Escrita por: itsgraham

Capítulo 2 - Dois Palmos


~Eu não tenho medo da morte, eu apenas não quero estar lá quando acontecer. 

 

Luke Waters correu. Não sabia exatamente porquê ou de quê, mas correu. Descendo a colina como um carro em alta velocidade fora de controle, tropeçando na grama cinza e tossindo quando as cinzas iam parar em seu rosto. Atrás de Luke se formava uma espessa nuvem, como ele fosse algum desenho animado em fuga.

Os cascos do cavalo explodindo como trovões no chão de cascalho fizeram Luke dar uma parada brusca e cair para trás, como se tivesse sido jogado para baixo de uma rampa de lixo, as mãos e o traseiro chafurdaram na lama. O enorme cavalo marrom relinchou e levantou, enquanto o homem de boina ampla na carroça tentava acalmá-lo e repreender Luke ao mesmo tempo:

— Ficou maluco, garoto? Você não tá aqui por ter sete vidas não. — ele mostrou uma serie de dentes amarelados, dando uma risada seca, realmente, como se sua garganta estivesse cheia de poeira. 
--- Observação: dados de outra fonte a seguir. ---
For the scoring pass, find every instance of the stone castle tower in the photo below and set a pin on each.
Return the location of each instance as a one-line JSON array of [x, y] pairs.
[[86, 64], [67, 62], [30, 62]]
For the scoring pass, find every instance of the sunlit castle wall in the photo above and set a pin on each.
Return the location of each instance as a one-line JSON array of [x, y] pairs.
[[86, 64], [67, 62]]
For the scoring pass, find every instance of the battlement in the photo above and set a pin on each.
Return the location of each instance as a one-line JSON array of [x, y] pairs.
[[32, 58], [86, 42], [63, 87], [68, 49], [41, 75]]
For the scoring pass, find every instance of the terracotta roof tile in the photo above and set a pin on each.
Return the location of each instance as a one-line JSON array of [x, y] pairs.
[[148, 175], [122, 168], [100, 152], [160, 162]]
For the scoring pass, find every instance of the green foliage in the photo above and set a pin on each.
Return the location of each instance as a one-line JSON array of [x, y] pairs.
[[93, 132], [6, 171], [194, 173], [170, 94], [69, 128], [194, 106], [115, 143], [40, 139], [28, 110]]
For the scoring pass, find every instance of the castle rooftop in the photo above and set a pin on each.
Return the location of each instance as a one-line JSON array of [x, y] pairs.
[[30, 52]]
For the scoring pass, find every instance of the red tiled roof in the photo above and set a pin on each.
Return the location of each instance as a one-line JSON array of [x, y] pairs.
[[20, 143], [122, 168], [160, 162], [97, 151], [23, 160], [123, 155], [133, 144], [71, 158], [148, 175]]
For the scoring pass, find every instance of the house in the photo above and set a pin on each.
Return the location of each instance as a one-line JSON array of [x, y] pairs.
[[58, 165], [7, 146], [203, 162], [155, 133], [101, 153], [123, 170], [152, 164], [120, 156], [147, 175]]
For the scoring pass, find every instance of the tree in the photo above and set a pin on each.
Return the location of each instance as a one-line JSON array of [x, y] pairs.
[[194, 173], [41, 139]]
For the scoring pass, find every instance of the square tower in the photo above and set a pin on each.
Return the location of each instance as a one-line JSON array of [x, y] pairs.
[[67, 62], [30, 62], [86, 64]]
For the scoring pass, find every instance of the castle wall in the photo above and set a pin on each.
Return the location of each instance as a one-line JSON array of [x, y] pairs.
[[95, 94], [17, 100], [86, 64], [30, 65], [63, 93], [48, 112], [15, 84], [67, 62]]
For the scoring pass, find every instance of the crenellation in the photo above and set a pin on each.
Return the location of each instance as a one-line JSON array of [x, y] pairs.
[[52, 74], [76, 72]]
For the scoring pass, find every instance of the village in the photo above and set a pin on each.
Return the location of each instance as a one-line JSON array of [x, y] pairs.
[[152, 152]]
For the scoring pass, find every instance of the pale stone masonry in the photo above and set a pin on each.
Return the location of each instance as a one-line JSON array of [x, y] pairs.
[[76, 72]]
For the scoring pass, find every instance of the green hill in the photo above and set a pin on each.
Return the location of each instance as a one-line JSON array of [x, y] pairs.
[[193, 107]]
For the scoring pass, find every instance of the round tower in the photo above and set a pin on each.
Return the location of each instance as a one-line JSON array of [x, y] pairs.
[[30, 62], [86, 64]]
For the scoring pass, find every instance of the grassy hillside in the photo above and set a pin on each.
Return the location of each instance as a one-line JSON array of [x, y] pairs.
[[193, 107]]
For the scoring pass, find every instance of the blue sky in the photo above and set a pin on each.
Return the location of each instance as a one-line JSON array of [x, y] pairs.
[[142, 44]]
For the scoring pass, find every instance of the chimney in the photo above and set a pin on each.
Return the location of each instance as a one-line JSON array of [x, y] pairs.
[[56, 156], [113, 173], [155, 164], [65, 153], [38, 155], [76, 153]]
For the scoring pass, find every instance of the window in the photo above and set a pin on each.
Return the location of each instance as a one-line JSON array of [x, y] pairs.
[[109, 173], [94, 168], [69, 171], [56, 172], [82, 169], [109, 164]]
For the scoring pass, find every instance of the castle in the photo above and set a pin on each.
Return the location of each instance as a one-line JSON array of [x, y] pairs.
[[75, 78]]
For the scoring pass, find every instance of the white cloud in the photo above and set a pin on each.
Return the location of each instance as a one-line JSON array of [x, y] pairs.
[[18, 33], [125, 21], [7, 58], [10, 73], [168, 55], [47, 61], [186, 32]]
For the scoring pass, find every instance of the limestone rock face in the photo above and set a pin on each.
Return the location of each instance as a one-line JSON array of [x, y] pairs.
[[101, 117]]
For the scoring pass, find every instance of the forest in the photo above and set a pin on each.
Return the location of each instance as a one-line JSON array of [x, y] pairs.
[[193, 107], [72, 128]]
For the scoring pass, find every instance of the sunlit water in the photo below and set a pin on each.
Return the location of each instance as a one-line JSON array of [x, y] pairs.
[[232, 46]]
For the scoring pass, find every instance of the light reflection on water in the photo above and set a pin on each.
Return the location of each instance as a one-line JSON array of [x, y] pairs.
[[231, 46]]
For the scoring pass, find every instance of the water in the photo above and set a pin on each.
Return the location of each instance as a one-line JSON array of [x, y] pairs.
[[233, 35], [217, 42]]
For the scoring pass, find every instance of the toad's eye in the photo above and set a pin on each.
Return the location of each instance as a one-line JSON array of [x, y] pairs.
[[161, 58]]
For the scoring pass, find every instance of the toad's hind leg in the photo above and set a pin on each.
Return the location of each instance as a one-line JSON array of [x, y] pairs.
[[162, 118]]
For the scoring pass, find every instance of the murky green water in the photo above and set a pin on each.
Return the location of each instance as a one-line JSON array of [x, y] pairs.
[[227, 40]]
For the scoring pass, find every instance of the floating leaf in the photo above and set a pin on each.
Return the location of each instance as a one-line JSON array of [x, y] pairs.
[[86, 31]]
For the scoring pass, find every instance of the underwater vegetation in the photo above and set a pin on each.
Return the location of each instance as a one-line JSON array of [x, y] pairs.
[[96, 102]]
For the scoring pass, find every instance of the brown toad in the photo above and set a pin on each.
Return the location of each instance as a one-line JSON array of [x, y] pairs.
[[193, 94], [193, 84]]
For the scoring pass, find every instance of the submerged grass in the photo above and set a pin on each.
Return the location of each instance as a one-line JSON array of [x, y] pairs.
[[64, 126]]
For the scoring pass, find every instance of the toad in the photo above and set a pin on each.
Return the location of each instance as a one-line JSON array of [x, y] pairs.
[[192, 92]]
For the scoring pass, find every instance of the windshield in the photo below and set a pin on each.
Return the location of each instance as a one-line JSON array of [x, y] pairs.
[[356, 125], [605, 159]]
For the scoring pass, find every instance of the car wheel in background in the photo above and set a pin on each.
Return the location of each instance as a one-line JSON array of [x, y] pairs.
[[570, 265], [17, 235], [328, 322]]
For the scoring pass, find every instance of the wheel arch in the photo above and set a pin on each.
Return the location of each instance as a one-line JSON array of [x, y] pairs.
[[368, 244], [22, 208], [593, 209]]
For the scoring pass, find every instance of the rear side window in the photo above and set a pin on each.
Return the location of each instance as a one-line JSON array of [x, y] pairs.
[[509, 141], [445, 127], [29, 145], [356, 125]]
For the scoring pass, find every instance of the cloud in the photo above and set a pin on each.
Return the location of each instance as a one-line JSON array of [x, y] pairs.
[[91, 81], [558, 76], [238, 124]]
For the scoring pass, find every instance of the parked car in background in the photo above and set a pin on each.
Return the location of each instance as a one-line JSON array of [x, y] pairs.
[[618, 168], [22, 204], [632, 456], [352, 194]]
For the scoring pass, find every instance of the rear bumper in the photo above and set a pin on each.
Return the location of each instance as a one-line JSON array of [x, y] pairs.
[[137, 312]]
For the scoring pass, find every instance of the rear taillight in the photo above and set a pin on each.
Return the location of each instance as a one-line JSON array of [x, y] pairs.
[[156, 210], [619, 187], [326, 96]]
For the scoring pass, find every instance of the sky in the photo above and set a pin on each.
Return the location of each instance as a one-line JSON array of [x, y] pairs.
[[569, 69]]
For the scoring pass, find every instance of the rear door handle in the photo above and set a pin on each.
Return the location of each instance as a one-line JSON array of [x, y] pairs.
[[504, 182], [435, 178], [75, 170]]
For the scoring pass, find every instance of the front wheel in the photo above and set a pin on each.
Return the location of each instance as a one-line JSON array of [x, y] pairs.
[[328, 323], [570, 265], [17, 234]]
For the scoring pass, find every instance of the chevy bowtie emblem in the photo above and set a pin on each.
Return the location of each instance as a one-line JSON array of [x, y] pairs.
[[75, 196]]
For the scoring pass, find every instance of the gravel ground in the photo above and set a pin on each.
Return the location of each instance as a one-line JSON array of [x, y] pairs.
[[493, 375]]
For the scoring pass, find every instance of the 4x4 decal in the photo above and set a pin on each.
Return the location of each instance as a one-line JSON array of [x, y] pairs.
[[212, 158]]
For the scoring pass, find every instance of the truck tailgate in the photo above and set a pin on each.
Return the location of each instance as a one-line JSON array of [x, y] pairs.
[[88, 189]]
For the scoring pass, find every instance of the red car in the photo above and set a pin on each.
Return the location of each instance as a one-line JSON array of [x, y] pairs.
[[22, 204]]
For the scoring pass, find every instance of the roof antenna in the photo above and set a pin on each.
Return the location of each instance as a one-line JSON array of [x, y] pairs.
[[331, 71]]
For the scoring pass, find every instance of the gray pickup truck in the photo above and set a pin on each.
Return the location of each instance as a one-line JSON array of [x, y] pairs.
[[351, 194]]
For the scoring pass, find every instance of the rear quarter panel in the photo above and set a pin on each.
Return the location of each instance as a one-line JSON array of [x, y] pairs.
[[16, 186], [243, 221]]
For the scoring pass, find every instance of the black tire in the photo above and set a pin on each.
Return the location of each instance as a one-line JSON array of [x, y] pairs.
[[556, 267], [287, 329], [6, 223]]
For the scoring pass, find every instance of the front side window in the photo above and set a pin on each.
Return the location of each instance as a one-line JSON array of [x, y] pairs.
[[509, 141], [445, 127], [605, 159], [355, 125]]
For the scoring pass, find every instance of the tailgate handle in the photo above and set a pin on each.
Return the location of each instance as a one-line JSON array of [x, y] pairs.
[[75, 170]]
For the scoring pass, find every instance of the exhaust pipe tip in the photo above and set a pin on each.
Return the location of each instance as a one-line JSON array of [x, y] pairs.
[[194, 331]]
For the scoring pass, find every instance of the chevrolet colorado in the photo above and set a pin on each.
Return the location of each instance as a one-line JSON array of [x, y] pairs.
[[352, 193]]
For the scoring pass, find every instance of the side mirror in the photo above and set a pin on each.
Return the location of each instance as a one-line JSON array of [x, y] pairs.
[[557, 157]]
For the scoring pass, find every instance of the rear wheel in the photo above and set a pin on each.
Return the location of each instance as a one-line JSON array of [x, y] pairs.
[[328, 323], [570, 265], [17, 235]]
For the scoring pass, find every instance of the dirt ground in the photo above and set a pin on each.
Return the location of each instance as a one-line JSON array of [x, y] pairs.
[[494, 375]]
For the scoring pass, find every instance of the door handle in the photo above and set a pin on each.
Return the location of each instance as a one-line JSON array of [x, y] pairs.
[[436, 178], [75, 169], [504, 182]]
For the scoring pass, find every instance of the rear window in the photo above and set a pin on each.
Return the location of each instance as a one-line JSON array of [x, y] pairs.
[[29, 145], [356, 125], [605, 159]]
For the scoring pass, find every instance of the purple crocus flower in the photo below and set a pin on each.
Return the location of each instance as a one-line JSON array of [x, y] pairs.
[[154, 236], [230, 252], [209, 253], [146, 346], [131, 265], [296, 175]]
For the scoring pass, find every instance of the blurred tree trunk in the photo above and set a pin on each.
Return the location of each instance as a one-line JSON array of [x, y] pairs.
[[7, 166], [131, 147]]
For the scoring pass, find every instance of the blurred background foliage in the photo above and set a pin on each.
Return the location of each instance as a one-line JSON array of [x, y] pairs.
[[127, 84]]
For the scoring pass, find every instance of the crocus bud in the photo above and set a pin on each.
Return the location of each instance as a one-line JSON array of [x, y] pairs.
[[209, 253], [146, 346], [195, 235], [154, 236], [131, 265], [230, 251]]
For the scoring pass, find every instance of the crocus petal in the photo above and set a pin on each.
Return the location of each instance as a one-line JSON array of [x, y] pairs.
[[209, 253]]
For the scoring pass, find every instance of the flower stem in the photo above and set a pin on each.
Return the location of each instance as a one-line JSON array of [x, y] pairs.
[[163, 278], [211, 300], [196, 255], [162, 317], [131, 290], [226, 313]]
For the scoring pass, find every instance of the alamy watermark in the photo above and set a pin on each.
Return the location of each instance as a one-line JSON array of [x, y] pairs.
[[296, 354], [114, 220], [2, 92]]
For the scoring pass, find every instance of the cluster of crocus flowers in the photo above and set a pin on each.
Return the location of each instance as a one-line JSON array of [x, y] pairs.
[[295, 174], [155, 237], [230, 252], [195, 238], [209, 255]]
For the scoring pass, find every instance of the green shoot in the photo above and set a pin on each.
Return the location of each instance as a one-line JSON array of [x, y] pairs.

Haviam centenas deles, pessoas por todos os lados com bolças debaixo dos olhos, cascalhos de pedra e um céu enevoado com um enorme sol cinza leitoso no horizonte. Sobretudos negros, quase todos ao seu redor estavam vestidos em tons de marrom ou cinza, as mulheres de vestidos longos com corpetes apertados e punhos largos nas extremidades como mangas de sino. Os homens usavam calças cônicas, mantos amplos presos a seus ombros, e boinas planas feitas de lã. Carroças e estabelecimentos de madeira. Como se todos ainda vivessem no século 19. O cenário perfeito para um filme gótico.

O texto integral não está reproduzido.